JACKSON – Billboards might a good idea to raise capital. But by law they aren’t permitted in Jackson.
Resident Richard Egan asked that Council consider allowing billboards along Route 195 on township property. The proposal received enthusiastic agreement from the dais.
“I am a huge advocate for pursuing revenue through billboard rentals on township property along the 195 corridor,” councilman Barry Calogero told the newspaper.
However, signs are regulated under the township’s land use and development code, which prohibits “Billboard sign (off-premises sign, outdoor advertising sign).” The code defines a billboard as “[a] structure utilized for advertising an establishment, an activity, a product, a service or an entertainment which is sold, produced, manufactured, available or furnished at a place other than on the property on which said sign is located.”
It’s unclear when that code was written and adopted, and though there are some billboards in Jackson, it was not immediately known when they were erected, who owns them, whether they were grandfathered in before the regulations were adopted.
The Jackson Times asked municipal attorney Jean Cipriani about the code.
“It is correct that billboards are not currently permitted. This is the section that the governing body will be considering changing once our memorandum regarding same is received,” she wrote.
There was a 120-day moratorium on billboards throughout the state in 2003, but NJ Department of Transportation official Daniel Triana told The Jackson Times there is no moratorium today.
“The New Jersey Department of Transportation does not have a moratorium or bans on billboards along state highways. There are some continuing historical restrictions along a few state highways (i.e the Garden State Parkway) and scenic byways such as the Pine Lands, and the Palisades Scenic Byway,” Triana said. “The Department issues conditional permits once an application meets established state regulations. Regulations ensure among other things, that a proposed billboard would not encroach on restricted areas because of proximity to intersections, ramps or interchanges. After receiving a conditional state permit from the Office of Outdoor Advertising Services (OOAS), a requester is required to obtain municipal approval. Both state and municipal approval is needed.”
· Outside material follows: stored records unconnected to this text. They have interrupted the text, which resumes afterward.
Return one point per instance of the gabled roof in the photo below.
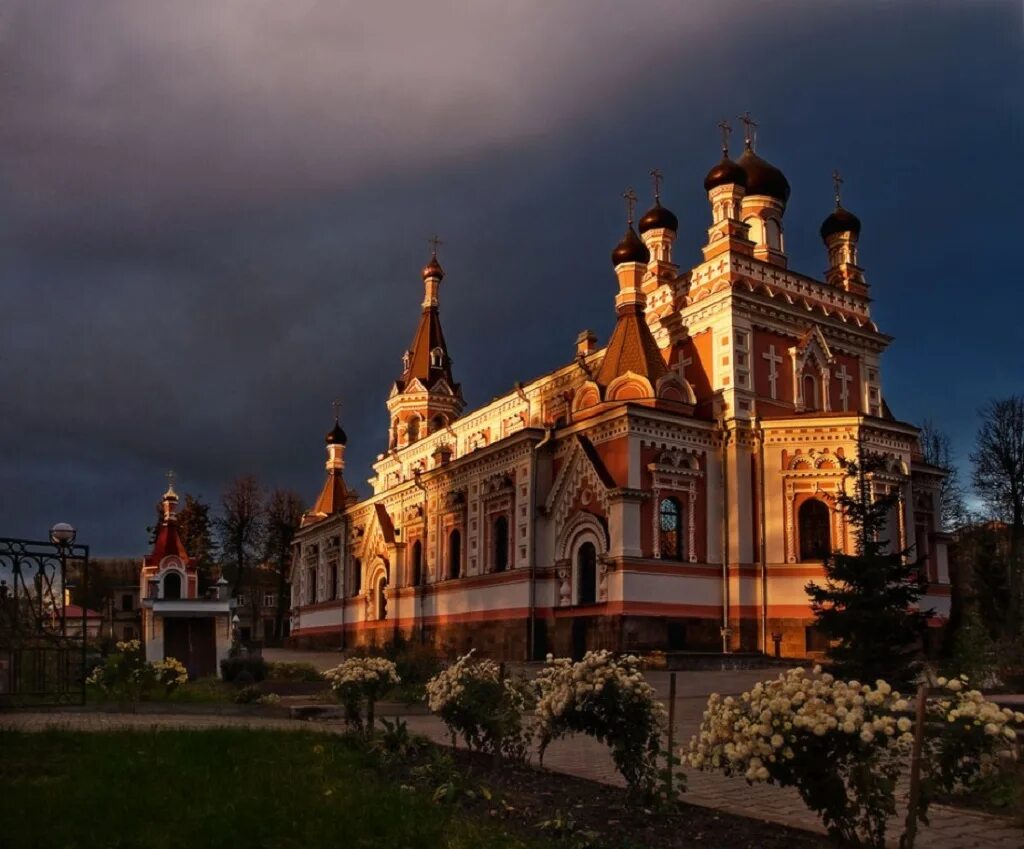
(632, 348)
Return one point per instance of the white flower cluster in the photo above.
(568, 686)
(759, 732)
(449, 685)
(375, 674)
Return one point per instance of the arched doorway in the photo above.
(172, 585)
(587, 574)
(815, 529)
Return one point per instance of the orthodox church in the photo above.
(674, 489)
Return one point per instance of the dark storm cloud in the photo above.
(212, 214)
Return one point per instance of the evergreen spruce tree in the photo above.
(868, 603)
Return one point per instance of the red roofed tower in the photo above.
(167, 570)
(425, 398)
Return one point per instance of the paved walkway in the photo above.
(950, 829)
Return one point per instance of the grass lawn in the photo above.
(225, 788)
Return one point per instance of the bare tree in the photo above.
(242, 527)
(998, 477)
(284, 515)
(936, 448)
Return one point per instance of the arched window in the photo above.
(381, 598)
(455, 553)
(417, 571)
(501, 544)
(671, 529)
(815, 531)
(587, 574)
(811, 392)
(172, 585)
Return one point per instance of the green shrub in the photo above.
(293, 671)
(254, 668)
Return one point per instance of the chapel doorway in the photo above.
(193, 641)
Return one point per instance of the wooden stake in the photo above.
(910, 833)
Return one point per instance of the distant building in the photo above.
(176, 621)
(675, 489)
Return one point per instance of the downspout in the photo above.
(725, 537)
(763, 537)
(531, 609)
(418, 589)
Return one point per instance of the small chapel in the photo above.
(673, 489)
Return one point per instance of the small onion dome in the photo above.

There are no billboards on Route 195 between Jackson and Wall Townships.
There are a few billboards in town, such as one on County Road 526 between Jackson Mills Road and Route 527. Township zoning officer Jeffrey Purpuro said his office doesn’t keep a list of billboards in town. The township, county and state could not verify on whose land that billboard was. Outfront Media owns the billboard. The Jackson Times asked the company who owns the land their billboard is on, but they did not respond by press time.
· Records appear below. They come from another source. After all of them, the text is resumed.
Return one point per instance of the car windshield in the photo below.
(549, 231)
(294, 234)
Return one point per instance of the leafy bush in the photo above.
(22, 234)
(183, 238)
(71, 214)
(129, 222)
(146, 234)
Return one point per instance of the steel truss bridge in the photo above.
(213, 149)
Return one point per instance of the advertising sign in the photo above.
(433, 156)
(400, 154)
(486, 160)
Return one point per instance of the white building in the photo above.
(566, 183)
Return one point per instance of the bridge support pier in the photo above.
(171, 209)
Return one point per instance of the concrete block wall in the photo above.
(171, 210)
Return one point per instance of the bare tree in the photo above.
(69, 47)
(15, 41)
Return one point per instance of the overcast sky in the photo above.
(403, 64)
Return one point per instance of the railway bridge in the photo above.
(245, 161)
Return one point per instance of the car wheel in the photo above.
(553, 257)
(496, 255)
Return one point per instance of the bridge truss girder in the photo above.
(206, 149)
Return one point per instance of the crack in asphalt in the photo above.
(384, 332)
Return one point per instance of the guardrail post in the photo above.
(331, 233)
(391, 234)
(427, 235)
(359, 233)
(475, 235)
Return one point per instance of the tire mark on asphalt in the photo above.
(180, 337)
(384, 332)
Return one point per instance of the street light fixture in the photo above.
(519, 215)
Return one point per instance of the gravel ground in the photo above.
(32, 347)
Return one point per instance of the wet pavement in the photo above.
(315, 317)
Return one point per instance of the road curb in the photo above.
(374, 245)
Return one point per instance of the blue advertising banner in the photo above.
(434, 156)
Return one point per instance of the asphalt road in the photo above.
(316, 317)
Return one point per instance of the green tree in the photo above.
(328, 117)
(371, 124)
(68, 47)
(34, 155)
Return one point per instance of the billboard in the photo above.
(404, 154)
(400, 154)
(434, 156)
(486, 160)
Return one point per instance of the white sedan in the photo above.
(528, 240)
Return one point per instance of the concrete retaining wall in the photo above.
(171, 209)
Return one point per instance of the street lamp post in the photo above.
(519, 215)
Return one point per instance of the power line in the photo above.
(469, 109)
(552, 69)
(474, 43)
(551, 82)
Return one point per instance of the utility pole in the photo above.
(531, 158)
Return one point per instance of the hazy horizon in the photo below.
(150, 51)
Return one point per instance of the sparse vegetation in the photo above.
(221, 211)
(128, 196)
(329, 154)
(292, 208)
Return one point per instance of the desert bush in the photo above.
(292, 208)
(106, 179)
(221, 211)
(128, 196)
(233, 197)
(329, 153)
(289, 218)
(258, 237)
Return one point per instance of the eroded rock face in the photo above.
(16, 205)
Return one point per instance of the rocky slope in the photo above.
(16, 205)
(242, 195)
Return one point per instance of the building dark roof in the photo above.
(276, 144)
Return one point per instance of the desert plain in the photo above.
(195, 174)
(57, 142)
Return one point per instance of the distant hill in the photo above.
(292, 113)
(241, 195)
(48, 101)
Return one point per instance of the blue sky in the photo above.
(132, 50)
Several people interviewed said the topic of billboards in town was discussed at least a decade ago if not longer, and the idea was scrapped then because there was no way to control the content of the billboards.
“Years ago we had a different council. We had tried to move forward on billboards again. Three members of the council had put up placards of what they considered risqué ads, so that was their reasoning to kill it,” Egan said. “No one is saying to have things that are offensive…I’m sure we can find tastefully crafted ads that won’t offend anyone.”
Council vice president Kenneth Bressi told The Jackson Times that he is neither for or against billboards at this point. He wants to study the issue more to evaluate the financial and other impacts of having billboards in town.
“It’s the offensiveness to other people. You have them on 195, fine. You have to watch where you put them in town, because people don’t want to look out of their house and see a billboard. The other thing is, you cannot stop someone from writing what they want on it if they paid for it. So you can be exposed to some pretty nasty stuff.”
Egan stressed that he wants to see them on the highway only, not scattered throughout the township.
Bressi brought up other concerns, including the maintenance of the billboards and where the township actually owns land on that corridor. Any other landowners in the right-of-way to township land is likely entitled to some of those billboard profits.
“It’s a clean economic boost because it requires no police, no fire, no children in schools, no sanitation. It stares at you on the highway and produces revenue,” Egan said. “How bad can it be?”